Tanto en la Edad Media como en esta Edad Mediática, existen brujas y brujos, hechiceros y magos; unos subversivos y otros para defender lo establecido.

Pasada nuevamente por la hoguera de la Inquisición mediática del siglo XXI, la bruja Purificación es temida por la palabra precisa y sigue maldiciendo los monopolios sin arrepentimiento. La llaman #brujatelecom.

Tanto como existió en la Edad Media, en la Edad Mediática existe magia negra y magia blanca. Se distinguen porque con la magia blanca se hablan cosas malas, pero se hacen cosas buenas; en la magia negra, se dicen cosas “correctas”, pero ocultan cosas perversas. La bruja Purificación hizo magia blanca.

A la mitad de la plaza inquisidora, sucede lo de siempre: los que caen de rodillas pidiendo perdón y se persignan alegando que la bruja los hechizó y no solo le creyeron, sino la desearon.
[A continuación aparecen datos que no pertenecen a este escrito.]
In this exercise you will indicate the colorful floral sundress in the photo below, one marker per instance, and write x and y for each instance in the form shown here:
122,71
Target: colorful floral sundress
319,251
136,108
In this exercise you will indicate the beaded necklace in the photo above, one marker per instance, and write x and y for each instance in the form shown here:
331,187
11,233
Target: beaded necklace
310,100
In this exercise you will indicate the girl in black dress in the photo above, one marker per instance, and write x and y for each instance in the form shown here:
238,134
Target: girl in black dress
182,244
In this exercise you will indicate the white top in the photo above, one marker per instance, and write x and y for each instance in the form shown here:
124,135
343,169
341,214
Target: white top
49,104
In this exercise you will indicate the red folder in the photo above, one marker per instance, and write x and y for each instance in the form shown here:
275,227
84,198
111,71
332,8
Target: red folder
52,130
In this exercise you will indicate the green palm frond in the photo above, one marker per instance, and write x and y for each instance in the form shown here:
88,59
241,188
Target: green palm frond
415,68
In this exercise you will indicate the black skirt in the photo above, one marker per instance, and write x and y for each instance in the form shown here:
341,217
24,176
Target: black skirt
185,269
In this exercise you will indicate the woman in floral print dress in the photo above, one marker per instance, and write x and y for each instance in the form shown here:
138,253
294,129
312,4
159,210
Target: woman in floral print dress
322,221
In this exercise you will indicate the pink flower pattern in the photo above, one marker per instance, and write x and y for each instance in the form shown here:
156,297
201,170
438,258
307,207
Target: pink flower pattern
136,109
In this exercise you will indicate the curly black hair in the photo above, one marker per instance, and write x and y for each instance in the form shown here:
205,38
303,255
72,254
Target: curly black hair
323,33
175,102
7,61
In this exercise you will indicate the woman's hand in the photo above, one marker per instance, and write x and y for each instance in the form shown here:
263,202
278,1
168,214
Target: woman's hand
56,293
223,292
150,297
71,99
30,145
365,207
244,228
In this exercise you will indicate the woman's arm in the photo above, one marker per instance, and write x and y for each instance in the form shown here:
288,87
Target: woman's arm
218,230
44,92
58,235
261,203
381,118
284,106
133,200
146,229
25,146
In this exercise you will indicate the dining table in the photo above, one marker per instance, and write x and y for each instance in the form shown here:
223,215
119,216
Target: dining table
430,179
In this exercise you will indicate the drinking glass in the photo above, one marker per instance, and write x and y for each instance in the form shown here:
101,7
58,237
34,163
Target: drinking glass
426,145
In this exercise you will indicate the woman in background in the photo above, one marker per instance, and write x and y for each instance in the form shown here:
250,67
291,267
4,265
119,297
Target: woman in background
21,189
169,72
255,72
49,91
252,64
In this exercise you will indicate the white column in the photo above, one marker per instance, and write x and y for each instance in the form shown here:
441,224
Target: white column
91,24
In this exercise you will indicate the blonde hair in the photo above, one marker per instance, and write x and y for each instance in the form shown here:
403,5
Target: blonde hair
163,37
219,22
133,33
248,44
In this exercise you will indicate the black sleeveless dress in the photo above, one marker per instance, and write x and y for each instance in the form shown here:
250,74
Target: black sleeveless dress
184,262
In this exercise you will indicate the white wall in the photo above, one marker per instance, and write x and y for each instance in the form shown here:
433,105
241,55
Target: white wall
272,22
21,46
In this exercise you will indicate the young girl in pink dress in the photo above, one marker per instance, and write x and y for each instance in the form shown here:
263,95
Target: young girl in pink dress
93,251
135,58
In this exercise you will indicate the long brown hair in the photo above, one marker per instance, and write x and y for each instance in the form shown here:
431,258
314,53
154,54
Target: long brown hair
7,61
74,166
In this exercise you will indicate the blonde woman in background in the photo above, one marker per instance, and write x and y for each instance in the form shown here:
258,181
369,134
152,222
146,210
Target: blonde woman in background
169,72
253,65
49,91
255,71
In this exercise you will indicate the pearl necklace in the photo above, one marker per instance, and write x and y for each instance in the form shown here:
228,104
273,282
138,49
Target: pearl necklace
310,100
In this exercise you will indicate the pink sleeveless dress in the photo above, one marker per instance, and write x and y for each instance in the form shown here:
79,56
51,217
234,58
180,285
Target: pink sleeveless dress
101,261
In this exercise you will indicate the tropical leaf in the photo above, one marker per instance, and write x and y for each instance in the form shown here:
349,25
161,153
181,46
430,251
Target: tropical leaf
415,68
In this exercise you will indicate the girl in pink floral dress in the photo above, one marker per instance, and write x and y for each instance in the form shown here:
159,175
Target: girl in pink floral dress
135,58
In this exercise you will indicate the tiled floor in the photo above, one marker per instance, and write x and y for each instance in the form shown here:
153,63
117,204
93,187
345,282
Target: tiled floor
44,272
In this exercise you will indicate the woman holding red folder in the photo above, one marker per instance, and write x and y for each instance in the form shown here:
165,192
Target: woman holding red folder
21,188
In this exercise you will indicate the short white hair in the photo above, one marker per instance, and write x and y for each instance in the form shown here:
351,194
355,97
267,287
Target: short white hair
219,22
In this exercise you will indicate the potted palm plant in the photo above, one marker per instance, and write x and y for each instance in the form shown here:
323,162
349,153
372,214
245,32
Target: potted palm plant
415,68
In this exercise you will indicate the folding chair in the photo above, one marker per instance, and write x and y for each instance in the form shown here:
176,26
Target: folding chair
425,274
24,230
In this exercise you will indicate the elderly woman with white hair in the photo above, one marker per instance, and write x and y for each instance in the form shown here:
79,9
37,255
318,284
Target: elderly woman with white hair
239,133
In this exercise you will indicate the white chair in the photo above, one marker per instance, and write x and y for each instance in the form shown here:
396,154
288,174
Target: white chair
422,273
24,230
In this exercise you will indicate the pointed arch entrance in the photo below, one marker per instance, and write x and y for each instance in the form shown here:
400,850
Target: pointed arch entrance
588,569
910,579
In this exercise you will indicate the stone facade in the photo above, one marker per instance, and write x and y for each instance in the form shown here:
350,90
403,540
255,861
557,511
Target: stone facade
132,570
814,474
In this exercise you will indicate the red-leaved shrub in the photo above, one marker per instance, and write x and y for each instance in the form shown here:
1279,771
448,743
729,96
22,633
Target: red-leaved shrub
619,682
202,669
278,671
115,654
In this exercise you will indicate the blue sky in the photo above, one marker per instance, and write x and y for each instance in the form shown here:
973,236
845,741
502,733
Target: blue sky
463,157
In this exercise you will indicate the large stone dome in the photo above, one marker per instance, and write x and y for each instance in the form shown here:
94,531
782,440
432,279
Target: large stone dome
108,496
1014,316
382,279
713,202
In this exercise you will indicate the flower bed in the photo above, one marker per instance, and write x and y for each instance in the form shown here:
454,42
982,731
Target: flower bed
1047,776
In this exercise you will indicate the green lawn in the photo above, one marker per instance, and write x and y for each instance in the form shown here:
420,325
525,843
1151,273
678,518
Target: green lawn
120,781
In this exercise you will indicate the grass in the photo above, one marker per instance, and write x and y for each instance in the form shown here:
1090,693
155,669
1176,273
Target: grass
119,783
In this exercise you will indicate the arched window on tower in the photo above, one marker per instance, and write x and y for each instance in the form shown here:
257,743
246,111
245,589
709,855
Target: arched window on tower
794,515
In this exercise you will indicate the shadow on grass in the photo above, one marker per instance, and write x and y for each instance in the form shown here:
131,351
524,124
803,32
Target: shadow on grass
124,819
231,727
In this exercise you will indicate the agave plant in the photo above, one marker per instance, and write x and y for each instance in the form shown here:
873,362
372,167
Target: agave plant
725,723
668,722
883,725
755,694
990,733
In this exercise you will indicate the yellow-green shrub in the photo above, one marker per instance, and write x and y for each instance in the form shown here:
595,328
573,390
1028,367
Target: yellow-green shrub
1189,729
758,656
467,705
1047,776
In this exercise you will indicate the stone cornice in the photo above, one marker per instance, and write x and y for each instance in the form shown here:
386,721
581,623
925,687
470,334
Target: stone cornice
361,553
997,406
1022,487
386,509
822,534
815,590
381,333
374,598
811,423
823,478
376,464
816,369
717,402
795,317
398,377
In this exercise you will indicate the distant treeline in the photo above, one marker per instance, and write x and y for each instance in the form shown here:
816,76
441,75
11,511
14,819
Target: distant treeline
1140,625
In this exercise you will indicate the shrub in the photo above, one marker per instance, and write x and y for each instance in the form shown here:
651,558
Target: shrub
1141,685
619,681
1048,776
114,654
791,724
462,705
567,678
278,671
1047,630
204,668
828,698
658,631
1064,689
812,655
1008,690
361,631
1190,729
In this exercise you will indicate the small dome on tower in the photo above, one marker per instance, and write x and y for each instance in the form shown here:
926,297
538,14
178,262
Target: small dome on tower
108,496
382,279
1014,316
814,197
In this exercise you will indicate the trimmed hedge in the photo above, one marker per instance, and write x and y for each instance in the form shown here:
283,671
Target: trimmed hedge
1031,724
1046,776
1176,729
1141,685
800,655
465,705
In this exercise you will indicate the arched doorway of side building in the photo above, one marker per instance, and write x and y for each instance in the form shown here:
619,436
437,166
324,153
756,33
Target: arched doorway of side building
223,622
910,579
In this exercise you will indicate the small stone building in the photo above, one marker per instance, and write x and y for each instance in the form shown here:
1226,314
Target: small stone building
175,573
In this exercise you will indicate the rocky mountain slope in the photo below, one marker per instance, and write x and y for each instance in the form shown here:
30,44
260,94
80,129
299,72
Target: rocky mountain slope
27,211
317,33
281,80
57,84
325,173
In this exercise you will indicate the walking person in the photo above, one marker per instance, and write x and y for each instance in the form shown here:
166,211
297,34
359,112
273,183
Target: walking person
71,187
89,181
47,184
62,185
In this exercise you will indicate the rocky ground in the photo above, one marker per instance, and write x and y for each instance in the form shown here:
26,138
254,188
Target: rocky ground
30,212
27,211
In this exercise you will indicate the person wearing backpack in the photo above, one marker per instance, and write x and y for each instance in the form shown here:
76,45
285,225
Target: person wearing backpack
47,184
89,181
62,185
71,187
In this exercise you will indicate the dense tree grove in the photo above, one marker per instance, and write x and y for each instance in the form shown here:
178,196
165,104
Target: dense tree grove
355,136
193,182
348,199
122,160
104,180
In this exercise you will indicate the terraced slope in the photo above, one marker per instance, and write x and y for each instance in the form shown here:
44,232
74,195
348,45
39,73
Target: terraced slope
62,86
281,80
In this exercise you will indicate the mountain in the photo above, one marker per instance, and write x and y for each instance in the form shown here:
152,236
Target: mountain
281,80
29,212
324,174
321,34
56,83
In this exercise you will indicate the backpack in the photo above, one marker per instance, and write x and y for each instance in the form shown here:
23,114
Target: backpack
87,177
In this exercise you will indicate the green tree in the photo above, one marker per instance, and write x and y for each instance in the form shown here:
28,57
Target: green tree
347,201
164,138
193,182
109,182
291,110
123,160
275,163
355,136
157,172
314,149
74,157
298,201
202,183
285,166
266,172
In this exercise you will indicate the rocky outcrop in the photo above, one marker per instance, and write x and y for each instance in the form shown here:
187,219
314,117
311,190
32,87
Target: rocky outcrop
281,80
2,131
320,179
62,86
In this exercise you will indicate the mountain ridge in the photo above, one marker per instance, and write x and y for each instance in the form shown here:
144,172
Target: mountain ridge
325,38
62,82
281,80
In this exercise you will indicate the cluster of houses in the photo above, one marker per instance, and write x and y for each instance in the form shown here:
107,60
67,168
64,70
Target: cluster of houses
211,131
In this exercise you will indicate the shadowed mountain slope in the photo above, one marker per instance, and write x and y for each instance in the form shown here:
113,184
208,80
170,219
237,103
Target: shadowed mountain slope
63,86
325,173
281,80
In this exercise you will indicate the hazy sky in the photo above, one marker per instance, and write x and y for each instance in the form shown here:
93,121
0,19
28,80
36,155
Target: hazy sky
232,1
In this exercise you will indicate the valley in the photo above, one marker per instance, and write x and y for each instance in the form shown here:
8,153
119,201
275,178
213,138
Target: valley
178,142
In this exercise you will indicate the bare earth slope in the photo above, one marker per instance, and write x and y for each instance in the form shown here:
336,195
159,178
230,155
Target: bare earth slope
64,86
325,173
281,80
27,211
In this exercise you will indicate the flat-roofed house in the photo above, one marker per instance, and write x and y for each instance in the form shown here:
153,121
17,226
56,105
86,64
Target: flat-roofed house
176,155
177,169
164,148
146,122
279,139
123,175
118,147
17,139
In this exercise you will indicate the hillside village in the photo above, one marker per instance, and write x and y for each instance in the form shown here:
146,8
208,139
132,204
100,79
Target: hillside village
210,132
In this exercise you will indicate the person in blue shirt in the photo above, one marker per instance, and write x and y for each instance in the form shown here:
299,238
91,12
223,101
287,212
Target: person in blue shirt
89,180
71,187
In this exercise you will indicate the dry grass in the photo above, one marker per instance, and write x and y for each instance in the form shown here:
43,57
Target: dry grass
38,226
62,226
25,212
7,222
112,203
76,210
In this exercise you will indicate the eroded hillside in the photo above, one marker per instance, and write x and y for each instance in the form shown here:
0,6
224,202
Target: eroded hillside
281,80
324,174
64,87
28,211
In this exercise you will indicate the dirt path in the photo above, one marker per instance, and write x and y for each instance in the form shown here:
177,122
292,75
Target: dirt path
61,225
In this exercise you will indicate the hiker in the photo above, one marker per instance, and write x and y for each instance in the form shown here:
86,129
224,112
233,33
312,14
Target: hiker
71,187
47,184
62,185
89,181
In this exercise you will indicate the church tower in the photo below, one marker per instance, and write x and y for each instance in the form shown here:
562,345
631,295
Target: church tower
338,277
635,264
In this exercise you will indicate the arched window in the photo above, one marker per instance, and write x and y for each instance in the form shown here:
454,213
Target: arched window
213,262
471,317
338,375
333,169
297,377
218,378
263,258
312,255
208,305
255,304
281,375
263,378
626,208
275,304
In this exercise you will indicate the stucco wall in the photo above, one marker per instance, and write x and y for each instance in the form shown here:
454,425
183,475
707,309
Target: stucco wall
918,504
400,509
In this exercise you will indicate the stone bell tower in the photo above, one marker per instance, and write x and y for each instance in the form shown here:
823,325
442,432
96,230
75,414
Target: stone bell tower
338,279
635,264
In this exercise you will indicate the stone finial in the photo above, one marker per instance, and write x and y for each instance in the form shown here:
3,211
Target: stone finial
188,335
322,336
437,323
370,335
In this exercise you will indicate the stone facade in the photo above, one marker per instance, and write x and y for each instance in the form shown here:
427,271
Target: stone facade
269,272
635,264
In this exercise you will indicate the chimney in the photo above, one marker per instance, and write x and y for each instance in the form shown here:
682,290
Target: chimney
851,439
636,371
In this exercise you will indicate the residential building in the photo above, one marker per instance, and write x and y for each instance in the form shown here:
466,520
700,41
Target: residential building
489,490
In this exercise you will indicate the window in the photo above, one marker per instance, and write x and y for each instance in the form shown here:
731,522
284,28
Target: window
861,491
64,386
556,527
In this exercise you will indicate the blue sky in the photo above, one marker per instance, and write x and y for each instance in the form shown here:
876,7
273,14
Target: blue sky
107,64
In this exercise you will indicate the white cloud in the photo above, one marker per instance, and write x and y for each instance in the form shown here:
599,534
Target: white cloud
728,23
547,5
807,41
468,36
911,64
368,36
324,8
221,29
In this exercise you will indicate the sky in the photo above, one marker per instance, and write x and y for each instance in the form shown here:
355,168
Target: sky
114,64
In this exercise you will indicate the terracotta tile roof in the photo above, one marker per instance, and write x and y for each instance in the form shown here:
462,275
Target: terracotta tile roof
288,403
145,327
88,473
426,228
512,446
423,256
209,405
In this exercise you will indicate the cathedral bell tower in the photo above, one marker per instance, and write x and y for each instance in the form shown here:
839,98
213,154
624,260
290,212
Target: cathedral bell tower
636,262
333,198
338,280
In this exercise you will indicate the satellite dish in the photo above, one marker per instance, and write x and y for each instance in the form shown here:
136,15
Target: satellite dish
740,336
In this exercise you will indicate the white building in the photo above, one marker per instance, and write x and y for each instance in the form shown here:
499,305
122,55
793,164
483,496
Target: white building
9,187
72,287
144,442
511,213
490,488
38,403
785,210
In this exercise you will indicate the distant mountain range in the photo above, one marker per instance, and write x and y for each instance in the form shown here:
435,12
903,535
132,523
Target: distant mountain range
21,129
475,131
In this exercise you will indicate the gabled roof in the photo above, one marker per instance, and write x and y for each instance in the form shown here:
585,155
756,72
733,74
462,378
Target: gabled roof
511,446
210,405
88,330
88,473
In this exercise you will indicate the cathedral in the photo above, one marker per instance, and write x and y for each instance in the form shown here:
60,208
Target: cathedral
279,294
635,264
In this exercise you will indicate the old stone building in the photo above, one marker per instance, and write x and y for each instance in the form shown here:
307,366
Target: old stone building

Con golpes de pecho, arrepentidos, escupiendo para arriba, piden a gritos que no solo quemen a la bruja, sino que por Dios, la callen.

Esa bruja los confunde y no es la primera vez que ha sido llevada a las mazmorras y la hoguera. Cuando la consideraban cenizas, reaparece de nuevo atacando en comisiones y plenos, arrinconando telecortesanos, políticamente incorrecta, levantando grescas contra los monopolios y la realeza fáctica. No se le perdona a la bruja Purificación reencarnarse en ella misma y haberse aparecido por el oriental Distrito 22 en la reforma constitucional de Telecomunicaciones, que ahora todos se abrogan y que ahora destruyen los Inquisidores fácticos mediante leyes secundarias.

Los telecortesanos, que no pudieron frenarla entonces, juraron destruirla ahora, cumpliendo la amenaza del gallo decapitado ante los candidatos presidenciales que hace ocho años fueron amenazados por la Inquisición fáctica, sometidos a la ley Televisa.

Los inquisidores fácticos ya decidieron: no habrá lotería para nadie. El monopolio de la verdad debe ser eterno, intocado, pero ¿Cómo descubrieron a la bruja Purificación para quemarla?

Fue utilizando el mismo método de la Edad Media, pero ahora con técnicas electrónicas de la Edad Mediática: para descubrir a una bruja se le tira al agua con las manos y los pies atados, para así dificultar el nado —pues las brujas son más livianas que el agua— y por tanto, si flota y no se ahoga, es bruja y hay que quemarla viva de inmediato. Si, por el contrario, se ahoga, de todos modos, por ser acusada pagará con su vida y morirá inocente. A la bruja Purificación no es la primera vez que la queman y la ahogan.

En este nuevo feudalismo monopólico, fase superior del neoliberalismo, no hubo lotería, y por eso, se mantiene el reino protegido por la Inquisición fáctica. Es más, ahora existe un nuevo monopolio para cazar brujas y brujos; es el monopolio de las grabaciones privadas para amenazar a todo aquel o aquella con hacerlos políticamente invisibles. La serpiente ha salido del huevo y ha prendido la hoguera mediática.

No hubo tampoco lotería para las radios comunitarias e indígenas, a las que con toda sevicia se les condenó a utilizar hasta  20 watts de potencia y la prohibición de comercializar tiempo, arrojándolas al mundo de la discrecionalidad de los gobernadores y presidentes municipales, sujetando su libertad de expresión y sus contenidos a cambio de su existencia presupuestal. Las radios comunitarias e indígenas es la venganza fáctica por haberle creído a la #brujatelecom.

En este reino de la Edad Mediática, donde la mayoría se hinca frente a las antenas y sus satélites y nos hace regresar a las formas feudales, ser señalado como culpable o inocente no significa justicia, sino impunidad para que todo siga igual. La bruja Purificación ya fue condenada y los poderes fácticos ahora exigen que todos se arrodillen frente a ellos.

Odian a la bruja Purificación los que siempre en las batallas salen corriendo y dejan, en este caso, el campo libre a los telecortesanos, los príncipes idiotas, que es imposible grabarlos porque no hablan, solo votan, y porque viven y duermen con la Inquisición que graba.

La bruja Purificación, odiada y querida, envidiada y admirada por sus pócimas y calderos, va rodeada y vestida de sus nahuales, peces y perros, pájaros y gatos, reptiles e insectos, entre las buenas conciencias de esta Edad Mediática que la condena por blasfemar leyes, loterías y negocios contra los monopolios. De la reforma constitucional en telecomunicaciones, si hubo cosas buenas, mucho fue de ella.

Ahí va la bruja Purificación, sin arrepentimiento alguno, gritando en la hoguera… y, convertida en ceniza, otra vez se les va volando y guerreando.